После удавшейся кражи чемодана весь сентябрь мы прожили, искушаемые, зачарованные, захваченные тайной внешнего мира, а главное, тайней женщины, любви, пола, которую день за днем, страница за страницей, книга за книгой открывали нам западные писатели. Нас не только не посмел выдать Очкарик, но нам еще больше повезло: староста нашей деревни отправился в Юнчжэн на уездную партийную конференцию. Воспользовавшись каникулами политической власти, а также не слишком бросающейся в глаза анархией, которая мгновенно воцарилась в деревне, мы с Лю отказались ходить на полевые работы, на что бывшим производителям опиумного мака, назначенным быть нашими идеологическими надсмотрщиками, было глубоко наплевать.
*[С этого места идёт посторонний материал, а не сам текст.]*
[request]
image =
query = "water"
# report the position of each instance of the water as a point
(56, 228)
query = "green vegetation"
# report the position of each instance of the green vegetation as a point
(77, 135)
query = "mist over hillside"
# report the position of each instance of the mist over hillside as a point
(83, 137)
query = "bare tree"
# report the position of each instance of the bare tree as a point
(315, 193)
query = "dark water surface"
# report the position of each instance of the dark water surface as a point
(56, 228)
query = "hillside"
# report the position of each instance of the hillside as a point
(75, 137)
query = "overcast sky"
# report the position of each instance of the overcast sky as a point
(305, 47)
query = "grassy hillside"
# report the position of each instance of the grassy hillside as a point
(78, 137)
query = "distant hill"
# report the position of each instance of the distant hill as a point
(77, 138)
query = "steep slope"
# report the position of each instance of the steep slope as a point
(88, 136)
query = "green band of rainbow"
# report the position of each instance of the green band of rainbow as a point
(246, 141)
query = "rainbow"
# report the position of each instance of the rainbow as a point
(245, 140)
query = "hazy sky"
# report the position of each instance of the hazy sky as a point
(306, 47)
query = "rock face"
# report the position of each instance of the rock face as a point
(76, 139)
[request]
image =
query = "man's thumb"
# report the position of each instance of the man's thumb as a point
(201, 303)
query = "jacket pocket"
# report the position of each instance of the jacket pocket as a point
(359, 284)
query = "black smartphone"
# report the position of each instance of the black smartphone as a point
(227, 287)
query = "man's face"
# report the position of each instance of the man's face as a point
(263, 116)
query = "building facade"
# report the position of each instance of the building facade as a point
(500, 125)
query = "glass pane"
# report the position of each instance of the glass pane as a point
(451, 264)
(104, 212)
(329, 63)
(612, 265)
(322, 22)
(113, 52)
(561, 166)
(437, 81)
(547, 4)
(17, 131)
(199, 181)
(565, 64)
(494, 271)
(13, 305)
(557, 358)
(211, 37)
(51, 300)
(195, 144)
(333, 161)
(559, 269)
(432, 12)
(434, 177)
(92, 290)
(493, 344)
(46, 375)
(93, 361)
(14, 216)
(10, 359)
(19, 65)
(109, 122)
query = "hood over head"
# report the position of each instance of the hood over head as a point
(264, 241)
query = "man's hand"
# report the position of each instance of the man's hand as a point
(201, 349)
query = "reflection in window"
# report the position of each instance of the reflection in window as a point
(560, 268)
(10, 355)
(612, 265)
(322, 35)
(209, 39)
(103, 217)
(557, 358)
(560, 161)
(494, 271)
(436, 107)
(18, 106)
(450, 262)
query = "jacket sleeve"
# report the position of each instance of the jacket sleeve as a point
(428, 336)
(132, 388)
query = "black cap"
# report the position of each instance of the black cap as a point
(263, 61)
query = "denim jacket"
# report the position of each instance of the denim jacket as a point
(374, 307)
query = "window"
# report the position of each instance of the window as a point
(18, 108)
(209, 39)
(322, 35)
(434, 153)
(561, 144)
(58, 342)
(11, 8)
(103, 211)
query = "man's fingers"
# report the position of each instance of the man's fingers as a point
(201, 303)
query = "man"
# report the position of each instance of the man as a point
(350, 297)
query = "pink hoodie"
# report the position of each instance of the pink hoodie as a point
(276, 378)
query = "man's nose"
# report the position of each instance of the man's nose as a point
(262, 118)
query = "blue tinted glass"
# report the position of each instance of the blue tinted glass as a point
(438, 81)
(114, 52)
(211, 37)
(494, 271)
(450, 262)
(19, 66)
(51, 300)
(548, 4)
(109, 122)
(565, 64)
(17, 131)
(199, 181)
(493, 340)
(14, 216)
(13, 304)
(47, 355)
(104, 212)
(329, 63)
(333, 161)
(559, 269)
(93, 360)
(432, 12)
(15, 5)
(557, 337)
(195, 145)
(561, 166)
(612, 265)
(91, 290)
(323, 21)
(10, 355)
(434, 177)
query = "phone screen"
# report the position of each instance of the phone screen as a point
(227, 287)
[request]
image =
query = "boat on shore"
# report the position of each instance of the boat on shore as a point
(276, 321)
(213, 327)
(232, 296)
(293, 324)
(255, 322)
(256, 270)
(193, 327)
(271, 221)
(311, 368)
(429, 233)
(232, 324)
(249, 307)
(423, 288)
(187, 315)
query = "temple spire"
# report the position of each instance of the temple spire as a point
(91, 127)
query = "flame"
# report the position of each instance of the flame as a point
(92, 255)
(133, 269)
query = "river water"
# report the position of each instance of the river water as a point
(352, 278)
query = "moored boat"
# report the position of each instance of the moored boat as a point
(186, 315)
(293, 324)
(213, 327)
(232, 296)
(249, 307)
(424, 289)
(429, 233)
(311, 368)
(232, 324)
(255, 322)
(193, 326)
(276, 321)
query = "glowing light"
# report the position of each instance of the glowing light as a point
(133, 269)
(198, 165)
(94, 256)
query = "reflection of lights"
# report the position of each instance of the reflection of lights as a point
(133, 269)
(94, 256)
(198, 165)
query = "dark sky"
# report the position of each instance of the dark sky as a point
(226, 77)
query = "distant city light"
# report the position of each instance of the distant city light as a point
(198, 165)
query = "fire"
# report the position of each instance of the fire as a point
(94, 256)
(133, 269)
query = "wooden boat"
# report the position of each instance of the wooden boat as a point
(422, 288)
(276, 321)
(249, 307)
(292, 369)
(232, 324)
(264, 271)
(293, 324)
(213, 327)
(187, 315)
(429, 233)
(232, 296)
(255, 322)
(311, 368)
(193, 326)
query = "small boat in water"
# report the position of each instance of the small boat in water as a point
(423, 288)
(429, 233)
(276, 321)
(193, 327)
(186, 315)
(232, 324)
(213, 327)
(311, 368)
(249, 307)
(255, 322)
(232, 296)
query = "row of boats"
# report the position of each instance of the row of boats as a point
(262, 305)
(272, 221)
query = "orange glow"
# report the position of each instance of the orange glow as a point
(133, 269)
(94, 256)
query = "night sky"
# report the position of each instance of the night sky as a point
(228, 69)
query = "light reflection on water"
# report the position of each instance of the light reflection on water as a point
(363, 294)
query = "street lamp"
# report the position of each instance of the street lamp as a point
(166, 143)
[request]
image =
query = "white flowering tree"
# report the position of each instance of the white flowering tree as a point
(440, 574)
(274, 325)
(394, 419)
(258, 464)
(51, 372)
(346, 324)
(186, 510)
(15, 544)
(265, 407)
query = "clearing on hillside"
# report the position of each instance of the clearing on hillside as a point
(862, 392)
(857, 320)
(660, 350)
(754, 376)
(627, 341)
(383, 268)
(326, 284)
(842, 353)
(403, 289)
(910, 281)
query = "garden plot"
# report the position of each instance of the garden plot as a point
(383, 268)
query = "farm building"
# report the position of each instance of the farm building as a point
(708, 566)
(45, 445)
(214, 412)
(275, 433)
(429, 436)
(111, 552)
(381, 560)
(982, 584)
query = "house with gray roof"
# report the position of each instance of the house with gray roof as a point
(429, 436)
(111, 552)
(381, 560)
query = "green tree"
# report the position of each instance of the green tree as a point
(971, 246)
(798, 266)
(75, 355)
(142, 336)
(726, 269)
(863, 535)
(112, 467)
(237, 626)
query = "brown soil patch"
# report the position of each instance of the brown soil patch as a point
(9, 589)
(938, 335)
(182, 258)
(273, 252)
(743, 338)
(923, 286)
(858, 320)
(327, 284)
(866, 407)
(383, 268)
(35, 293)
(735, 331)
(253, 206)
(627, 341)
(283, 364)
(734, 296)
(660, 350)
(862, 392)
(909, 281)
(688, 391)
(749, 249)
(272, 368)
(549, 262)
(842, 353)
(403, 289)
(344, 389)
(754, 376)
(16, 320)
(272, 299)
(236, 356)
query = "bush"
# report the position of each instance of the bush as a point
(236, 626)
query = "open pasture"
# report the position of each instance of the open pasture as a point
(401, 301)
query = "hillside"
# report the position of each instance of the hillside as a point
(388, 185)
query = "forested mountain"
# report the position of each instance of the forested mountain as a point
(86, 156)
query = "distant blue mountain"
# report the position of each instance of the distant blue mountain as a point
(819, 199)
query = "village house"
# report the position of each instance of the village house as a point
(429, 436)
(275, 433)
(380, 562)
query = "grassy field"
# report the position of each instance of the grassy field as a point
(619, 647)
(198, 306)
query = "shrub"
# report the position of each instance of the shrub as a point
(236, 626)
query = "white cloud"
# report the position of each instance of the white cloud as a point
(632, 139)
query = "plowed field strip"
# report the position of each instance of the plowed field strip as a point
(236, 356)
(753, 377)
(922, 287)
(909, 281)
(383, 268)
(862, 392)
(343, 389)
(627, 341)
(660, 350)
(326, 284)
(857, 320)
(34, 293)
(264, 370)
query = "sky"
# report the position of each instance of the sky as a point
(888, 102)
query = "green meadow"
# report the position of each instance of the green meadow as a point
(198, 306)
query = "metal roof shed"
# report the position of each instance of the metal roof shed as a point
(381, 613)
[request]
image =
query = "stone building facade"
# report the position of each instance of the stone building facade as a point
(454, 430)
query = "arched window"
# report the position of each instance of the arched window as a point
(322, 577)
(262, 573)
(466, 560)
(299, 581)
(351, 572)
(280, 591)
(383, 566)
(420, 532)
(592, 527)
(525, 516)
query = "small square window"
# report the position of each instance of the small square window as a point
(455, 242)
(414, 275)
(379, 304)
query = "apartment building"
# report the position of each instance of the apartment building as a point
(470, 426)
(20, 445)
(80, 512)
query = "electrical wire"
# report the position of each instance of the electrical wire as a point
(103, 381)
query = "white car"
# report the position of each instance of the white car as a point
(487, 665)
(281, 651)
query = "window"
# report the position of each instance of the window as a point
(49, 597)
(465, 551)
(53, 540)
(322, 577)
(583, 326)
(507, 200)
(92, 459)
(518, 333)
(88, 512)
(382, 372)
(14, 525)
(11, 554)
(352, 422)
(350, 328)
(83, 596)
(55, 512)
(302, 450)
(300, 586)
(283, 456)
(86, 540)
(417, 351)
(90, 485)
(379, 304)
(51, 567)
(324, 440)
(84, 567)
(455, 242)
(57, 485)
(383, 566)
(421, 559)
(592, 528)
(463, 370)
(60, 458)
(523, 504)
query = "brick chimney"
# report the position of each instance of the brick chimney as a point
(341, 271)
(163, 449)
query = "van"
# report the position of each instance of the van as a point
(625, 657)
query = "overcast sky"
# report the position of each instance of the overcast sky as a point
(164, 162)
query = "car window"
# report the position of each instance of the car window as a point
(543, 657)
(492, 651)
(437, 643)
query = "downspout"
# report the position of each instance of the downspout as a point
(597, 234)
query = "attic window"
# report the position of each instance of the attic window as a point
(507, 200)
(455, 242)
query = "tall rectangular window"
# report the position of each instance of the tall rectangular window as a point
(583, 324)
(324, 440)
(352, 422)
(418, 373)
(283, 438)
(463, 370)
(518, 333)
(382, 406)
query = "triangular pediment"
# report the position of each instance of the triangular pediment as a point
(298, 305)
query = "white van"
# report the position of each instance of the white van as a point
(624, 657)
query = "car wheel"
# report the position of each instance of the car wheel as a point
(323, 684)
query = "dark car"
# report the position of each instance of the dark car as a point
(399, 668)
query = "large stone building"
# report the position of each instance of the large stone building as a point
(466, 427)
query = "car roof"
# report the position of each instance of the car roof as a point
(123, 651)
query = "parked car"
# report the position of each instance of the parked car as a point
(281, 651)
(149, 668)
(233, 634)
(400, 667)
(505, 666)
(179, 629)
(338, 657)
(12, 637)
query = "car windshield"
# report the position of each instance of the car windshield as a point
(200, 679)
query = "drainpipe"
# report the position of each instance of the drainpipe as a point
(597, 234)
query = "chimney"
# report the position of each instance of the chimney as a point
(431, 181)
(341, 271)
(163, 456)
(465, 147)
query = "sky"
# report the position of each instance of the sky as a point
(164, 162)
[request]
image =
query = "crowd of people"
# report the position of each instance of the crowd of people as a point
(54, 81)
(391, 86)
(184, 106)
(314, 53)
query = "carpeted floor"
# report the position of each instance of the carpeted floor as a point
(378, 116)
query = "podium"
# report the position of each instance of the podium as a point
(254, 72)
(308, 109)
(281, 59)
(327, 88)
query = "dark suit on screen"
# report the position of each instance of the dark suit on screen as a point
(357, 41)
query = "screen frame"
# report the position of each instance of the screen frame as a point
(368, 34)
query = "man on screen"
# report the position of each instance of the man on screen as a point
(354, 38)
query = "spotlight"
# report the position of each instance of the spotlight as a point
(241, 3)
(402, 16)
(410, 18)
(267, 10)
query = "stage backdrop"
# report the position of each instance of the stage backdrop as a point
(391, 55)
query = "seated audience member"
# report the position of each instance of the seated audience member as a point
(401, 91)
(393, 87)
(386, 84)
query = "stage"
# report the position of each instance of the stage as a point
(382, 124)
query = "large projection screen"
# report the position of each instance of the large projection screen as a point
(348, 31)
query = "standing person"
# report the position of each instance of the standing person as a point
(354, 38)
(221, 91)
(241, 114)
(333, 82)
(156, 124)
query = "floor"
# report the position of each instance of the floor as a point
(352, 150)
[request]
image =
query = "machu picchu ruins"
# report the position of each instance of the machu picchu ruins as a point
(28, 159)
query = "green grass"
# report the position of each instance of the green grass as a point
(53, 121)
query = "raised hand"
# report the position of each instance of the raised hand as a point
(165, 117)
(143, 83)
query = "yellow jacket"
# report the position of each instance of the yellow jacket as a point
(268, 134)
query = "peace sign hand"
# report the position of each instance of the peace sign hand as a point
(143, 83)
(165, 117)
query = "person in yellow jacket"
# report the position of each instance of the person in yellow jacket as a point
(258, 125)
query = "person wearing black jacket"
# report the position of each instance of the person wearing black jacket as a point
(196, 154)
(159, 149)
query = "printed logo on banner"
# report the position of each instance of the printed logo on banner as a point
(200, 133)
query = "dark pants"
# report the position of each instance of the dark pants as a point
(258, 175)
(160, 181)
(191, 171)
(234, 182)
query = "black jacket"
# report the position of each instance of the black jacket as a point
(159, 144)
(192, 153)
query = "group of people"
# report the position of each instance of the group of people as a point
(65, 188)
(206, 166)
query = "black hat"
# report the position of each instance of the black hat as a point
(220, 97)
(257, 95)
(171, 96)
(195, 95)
Так что все дни я, накрепко заперев двери, проводил за чтением западных романов. Бальзака, от которого был без ума Лю, я отложил в сторону и со всем легкомыслием и серьезностью своих девятнадцати лет поочередно без памяти влюблялся во Флобера, Гоголя, Мелвила и даже Ромена Роллана.
Кстати о Ромене Роллане. В чемодане Очкарика оказалась всего одна его книга, первый из четырех томов «Жана-Кристофа». Повествовалось в нем о жизни музыканта, а поскольку я худо-бедно был в состоянии сыграть на скрипке кое-какие пьесы вроде «Моцарт думает о председателе Мао», то соблазнился перелистать его, тем паче что переводчиком оказался Фу Лэй, который переводил и Бальзака; правда, берясь за него, я предполагал, что это будет всего лишь легкий флирт без серьезных последствий. Но стоило мне раскрыть книгу, и я уже не мог выпустить ее из рук. Вообще-то я предпочитал сборники рассказов, блистательно задуманных и хорошо сделанных историй, иногда забавных, иногда захватывающих, которые запоминаешь на всю жизнь. Что же до длинных романов, то к ним я относился, за редкими исключениями, скорей, с недоверием. Однако «Жан-Кристоф» с его страстным, лишенным малейшего намека на мелочность индивидуализмом явился для меня спасительным откровением. Не наткнись я на него, мне бы никогда не удалось постичь все великолепие и всеобъемлющность (всеобъемле-мость?) индивидуализма. До встречи (кстати сказать, краденной) с «Жаном-Кристофом» моя бедная голова, подвергаемая воспитанию и перевоспитанию, просто даже не ведала, что можно в одиночку бороться со всем миром. Флирт превратился в великую любовь. Даже чрезмерная выспренность автора, по моему мнению, ничуть не вредила красоте произведения. Меня буквально захватил этот мощный поток в несколько сотен страниц. Для меня это была идеальная книга: после ее прочтения и эта дерьмовая жизнь, и этот дерьмовый мир изменились, стали не такими, как прежде.
Мое восхищение «Жаном-Кристофом» было так велико, что впервые в жизни мне захотелось, чтобы эта книга принадлежала мне, одному мне, а не была бы нашей с Лю совместной собственностью. И вот я написал на форзаце, что это подарок мне на мое будущее двадцатилетие, и попросил Лю подписаться. Он ответил мне, что польщен предложением и что это такой редкий случай, который вполне достоин стать историческим. И он одним размашистым, щедрым, неудержимым росчерком кисточки вывел свою фамилию, каллиграфически объединив три иероглифа в одну округлость, занявшую почти полстраницы. Я же в свою очередь подписал ему в качестве подарка к Новому году, до которого оставалось еще несколько месяцев, три романа Бальзака— «Отца Горио», «Евгению Гранде» и «Урсулу Мируэ». Под надписью я нарисовал три картинки, которые были соответствием трех иероглифов, составляющих мое имя. Первая — мчащийся галопом конь с развевающейся на ветру длинной гривой.